Aung San Suu Kyi
Prix Nobel de la paix 1991, opposante birmane
Un amoureux transi ? Un excentrique ? Un illuminé convaincu d’être investi d’une mission divine ? John William Yettaw est une véritable énigme. Cet Américain mormon, vétéran de la guerre du Vietnam, âgé de 53 ans s’est invité, le 3 mai, dans une villa des bords du lac Inya, après avoir traversé l’étendue d’eau à la nage sur près de 2 000 mètres. Si la performance sportive est banale, la principale occupante de ladite villa l’est moins : Aung San Suu Kyi, opposante à la junte militaire au pouvoir en Birmanie, Prix Nobel de la paix 1991, qui a passé quinze des vingt dernières années en détention.
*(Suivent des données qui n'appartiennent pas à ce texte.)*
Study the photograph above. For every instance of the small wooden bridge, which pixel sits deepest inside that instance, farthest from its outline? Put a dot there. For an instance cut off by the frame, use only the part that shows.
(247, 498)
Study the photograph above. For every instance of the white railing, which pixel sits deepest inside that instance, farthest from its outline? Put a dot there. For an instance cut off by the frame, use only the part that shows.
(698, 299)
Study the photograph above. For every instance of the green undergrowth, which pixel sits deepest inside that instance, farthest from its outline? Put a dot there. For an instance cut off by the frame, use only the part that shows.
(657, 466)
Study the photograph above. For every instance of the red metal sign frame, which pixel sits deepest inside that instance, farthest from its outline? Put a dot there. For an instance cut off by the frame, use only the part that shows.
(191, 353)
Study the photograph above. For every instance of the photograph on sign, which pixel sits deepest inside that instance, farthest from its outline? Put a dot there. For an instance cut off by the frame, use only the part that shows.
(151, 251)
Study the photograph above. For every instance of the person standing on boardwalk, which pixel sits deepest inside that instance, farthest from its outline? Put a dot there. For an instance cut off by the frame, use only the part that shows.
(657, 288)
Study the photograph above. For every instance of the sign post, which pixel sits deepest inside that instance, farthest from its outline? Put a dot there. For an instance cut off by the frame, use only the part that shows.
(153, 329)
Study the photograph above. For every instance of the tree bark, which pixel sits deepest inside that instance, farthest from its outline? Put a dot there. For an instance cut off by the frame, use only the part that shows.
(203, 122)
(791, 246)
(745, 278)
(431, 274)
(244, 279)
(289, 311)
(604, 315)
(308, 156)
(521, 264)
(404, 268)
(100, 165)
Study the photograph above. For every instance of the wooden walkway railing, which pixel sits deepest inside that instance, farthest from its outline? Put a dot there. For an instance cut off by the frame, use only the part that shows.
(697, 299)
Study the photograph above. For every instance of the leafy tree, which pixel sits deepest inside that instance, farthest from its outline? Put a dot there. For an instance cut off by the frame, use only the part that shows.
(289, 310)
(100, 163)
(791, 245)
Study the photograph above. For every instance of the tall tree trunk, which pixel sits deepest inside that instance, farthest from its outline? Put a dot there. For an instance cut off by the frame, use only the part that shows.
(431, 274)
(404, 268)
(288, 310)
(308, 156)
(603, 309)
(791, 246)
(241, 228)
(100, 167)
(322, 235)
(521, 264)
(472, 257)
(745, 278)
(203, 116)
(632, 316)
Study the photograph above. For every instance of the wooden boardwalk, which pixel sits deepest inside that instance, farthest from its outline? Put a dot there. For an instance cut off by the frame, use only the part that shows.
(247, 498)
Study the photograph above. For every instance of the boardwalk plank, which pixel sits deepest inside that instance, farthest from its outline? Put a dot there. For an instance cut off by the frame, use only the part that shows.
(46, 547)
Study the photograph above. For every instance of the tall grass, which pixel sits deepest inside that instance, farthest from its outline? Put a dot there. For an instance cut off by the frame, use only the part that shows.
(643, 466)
Les motivations de Yettaw, arrivé armé d’une… Bible, sont obscures. Il passe près de quarante-huit heures avec la captive, puis repart comme il est venu, à la nage, en utilisant des palmes de fortune et une bonbonne en plastique pour l’aider à flotter. L’homme se fait cueillir par la police en sortant de l’eau. Une aubaine pour le régime, qui en profite pour lancer de nouvelles poursuites contre la « Dame de Rangoon » pour violations des restrictions liées à son assignation à résidence. L’affaire provoque l’émotion de la communauté internationale. Chancelleries, ONG et médias se mobilisent pour dénoncer le procès et réclamer la libération de l’opposante.
comme Gandhi, Martin Luther King ou Mandela, Aung San Suu Kyi est animée d’une détermination sans faille qui contraste avec sa frêle silhouette. Elle n’a jamais faibli face aux multiples pressions d’un pouvoir autiste, sourd à toute pression extérieure et impitoyable avec ses contradicteurs. Son parcours, la noblesse de la cause qu’elle défend, ses capacités de résistance, son charisme ont fait d’elle une véritable icône mondiale du combat pour les libertés. Fille du général Aung San, artisan de l’indépendance, elle voit le jour le 19 juin 1945 à Rangoon. Elle n’a que 2 ans quand son père est assassiné. Elle passe son adolescence en Inde, puis s’installe en Grande-Bretagne pour suivre des études de philosophie, d’économie et de sciences politiques au St Hugh’s College d’Oxford, avant de décrocher un doctorat (PhD) à la School of Oriental and African Studies (SOAS) de Londres.
En 1988, elle retourne à Rangoon au chevet de sa mère agonisante, abandonnant époux et enfants à Londres. La même année, l’armée réprime brutalement des manifestations populaires contre la dictature – le pays est dirigé par une junte militaire depuis 1962. C’est là que Suu Kyi prend conscience de la misère effroyable dans laquelle vivent ses concitoyens et qui résulte du pillage en règle des richesses nationales (pétrole et gaz) par le pouvoir. Révoltée, elle décide de s’engager. Ses premières prises de parole dans les meetings, sa prestigieuse ascendance et son courage lui valent très vite l’affection de ses compatriotes. Suu Kyi devient la première menace pour la junte. Arrêtée en 1989, elle alterne depuis séjours en prison, assignation à résidence et brèves périodes de liberté. Elle reçoit le prix Nobel, en 1991 ? Elle est empêchée de se rendre à Oslo pour recevoir sa prestigieuse distinction. Son époux, un militant britannique de la cause tibétaine, est en phase terminale d’un cancer ? Il est interdit de visite à la recluse. Les généraux au pouvoir proposent à Suu Kyi un billet d’avion pour se rendre au chevet de son mari… à condition de ne pas revenir. Suu Kyi refuse, préférant sacrifier sa liberté plutôt que de renoncer à son idéal.
Plus ses geôliers rendent ses conditions de détention difficiles, plus l’aura populaire de la recluse de Rangoon grandit. Face à un des régimes les plus barbares de la planète, Suu Kyi oppose une détermination élégante. Un combat qui séduit les chancelleries et la population. Le visage de Suu Kyi et son sourire triste deviennent mondialement connus. Origines aristocratiques, brillant cursus, parcours semé d’épreuves douloureuses, noblesse de l’engagement. Suu Kyi concentre tous les ingrédients du personnage de roman. Son itinéraire inspire de nombreux ouvrages et scénarios de films. Approcher cette légende vivante embastillée, partager un moment avec cette icône privée de liberté. C’est peut-être cela qui a poussé John William Yettaw à tenter sa folle escapade lacustre, qui vaut aujourd’hui à Suu Kyi un procès. Et le risque d’être condamnée à cinq ans (de plus) d’emprisonnement.